S’il est naturel de vouloir faire ses preuves en s’adaptant aux situations, il convient de ne pas se laisser impressionner. Il faut en premier lieu comprendre ce que l’on attend de vous. C’est apparemment simple : mais rappelons-nous que nous avons une double hiérarchie, celle du projet (le client) et celle de l’entreprise (ATOS/EVIDEN) avec une même logique de rentabilité et des relations politico-commerciales où votre prestation est la marchandise… Votre prestation, pas vous : le management (forcément rusé) sait faire vibrer les cordes qui vous font vous impliquer et donner davantage de votre personne, cordes telles que l’abus de responsabilisation, le narcissisme, l’esprit de corps et autres attrape-nigauds.
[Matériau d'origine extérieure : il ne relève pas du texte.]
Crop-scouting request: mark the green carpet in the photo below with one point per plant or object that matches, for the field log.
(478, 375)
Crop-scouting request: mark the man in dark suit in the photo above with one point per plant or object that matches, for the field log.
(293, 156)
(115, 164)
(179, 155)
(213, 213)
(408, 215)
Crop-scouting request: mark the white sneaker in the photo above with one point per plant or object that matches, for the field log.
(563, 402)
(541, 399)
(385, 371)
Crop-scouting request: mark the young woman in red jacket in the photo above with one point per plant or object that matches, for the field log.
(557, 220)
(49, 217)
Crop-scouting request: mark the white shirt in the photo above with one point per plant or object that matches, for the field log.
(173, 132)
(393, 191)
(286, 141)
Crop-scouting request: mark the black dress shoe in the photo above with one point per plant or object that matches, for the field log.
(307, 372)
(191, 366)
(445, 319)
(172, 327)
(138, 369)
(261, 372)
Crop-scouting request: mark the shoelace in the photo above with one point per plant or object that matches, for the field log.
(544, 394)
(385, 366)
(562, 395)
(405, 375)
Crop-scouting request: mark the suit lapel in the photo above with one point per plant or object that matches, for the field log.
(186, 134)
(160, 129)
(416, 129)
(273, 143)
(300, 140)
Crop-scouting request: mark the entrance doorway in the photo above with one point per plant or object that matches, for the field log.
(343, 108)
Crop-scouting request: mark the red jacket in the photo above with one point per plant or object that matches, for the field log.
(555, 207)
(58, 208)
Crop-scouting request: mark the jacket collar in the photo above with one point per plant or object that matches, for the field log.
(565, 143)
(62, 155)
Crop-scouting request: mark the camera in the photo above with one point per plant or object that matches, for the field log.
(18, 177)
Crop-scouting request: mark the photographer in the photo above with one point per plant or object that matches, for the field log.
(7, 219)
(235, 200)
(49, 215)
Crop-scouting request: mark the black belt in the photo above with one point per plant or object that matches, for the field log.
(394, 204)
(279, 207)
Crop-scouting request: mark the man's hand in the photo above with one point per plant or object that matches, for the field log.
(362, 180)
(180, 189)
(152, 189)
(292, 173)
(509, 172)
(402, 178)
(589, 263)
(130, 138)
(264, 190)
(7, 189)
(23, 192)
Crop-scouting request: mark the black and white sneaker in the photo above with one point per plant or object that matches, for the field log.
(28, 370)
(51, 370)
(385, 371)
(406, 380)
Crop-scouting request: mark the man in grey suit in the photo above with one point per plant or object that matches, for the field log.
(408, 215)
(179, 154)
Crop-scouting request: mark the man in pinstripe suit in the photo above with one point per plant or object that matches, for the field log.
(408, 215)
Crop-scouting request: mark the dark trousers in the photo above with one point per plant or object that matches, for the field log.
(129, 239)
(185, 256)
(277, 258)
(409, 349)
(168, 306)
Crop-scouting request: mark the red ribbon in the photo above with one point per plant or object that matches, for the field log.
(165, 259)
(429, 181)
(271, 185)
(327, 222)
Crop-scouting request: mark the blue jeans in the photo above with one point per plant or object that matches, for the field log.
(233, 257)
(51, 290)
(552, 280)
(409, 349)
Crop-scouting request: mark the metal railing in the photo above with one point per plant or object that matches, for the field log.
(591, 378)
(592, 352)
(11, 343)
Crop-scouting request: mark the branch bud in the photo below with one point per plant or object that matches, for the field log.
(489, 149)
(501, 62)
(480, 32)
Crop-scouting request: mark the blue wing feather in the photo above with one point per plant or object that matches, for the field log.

Votre prestation consiste à la fois à mettre en œuvre un savoir-faire technique et à tisser des relations : le relationnel est aussi important que les savoirs technologiques. Il n’y a rien de plus désagréable que des relations non marquées par la confiance. Il n’est pas rare de voir des gens terrorisés par le fait de ne pas “ tenir leur rang ”, tellement elles ont intériorisé les contraintes : si ces personnes sont en situation de commandement, elles arrivent, parfois malgré elles, à vous transmettre leurs angoisses. C’est ainsi que marche l’économie : en maintenant la peur de haut en bas de l’échelle, par la terreur physique dans certains pays (y compris le nôtre), par le harcèlement ou les pressions morales souvent, conscients ou pas.

Or, le système scolaire, s’il sait faire de nous d’excellents techniciens et ingénieurs, ne nous arme pas (ou si mal) à être à l’aise relationnellement parlant et à être maîtres/maîtresses de nos émotions. Ce travail reste à faire et à refaire, y compris et peut-être surtout en milieu professionnel. Il consiste à faire preuve de solidarité et d’empathie, à porter intérêt à autrui, à résister ensemble aussi, car (ne l’oublions pas) tout solidaire et sympathique qu’on soit, on reste face à un système productif dont la finalité reste de réaliser des profits et donc où les conflits d’intérêts demeurent…

Alors peut-être qu’alors seulement, on pourra commencer d’envisager de … de parler de plaisir au travail, un plaisir que nous ressentons parfois, mais qu’il est difficile de maintenir tout au long d’un parcours professionnel qu’on nous prédit aujourd’hui d’une durée de 43 années : 43 des plus belles années de notre vie consacrées au travail, c’est à se taper la tête contre les murs et on voit bien que l’enjeu d’un minimum de bien-être, de santé et de plaisir au travail est primordial. Car quels que soient les efforts de chacune et chacun pour essayer d’approcher cet objectif (ou s’en éloigner le moins possible), ces efforts rentrent en contradiction ou en conflit avec la logique économique des entreprises qui est de dégager des profits, le plus souvent à court terme, en comprimant les “ charges ” (nos salaires, nos retraites futures, nos prestations sociales), en réduisant régulièrement le personnel et en augmentant la productivité du travail de celles et ceux qui restent.

D’où nécessité d’un syndicalisme fort, c’est-à-dire porteur de réflexions et d’actions collectives en vue de défendre nos intérêts communs face à la machine économique, mais aussi envisager les formes futures d’organisations économiques et sociales débarrassées de la misère et de l’exploitation et capable de tenir compte des errements du passé pour ne pas les reproduire. Ce projet s’inscrit à la fois dans le quotidien et le plus long terme (et n’est sûrement ni triste, ni austère). En outre, il n’est pas définitivement balisé et ficelé (de sorte que nous n’aurions plus qu’à suivre des avant-gardes éclairées et auto-proclamées), mais attend beaucoup de vos réflexions.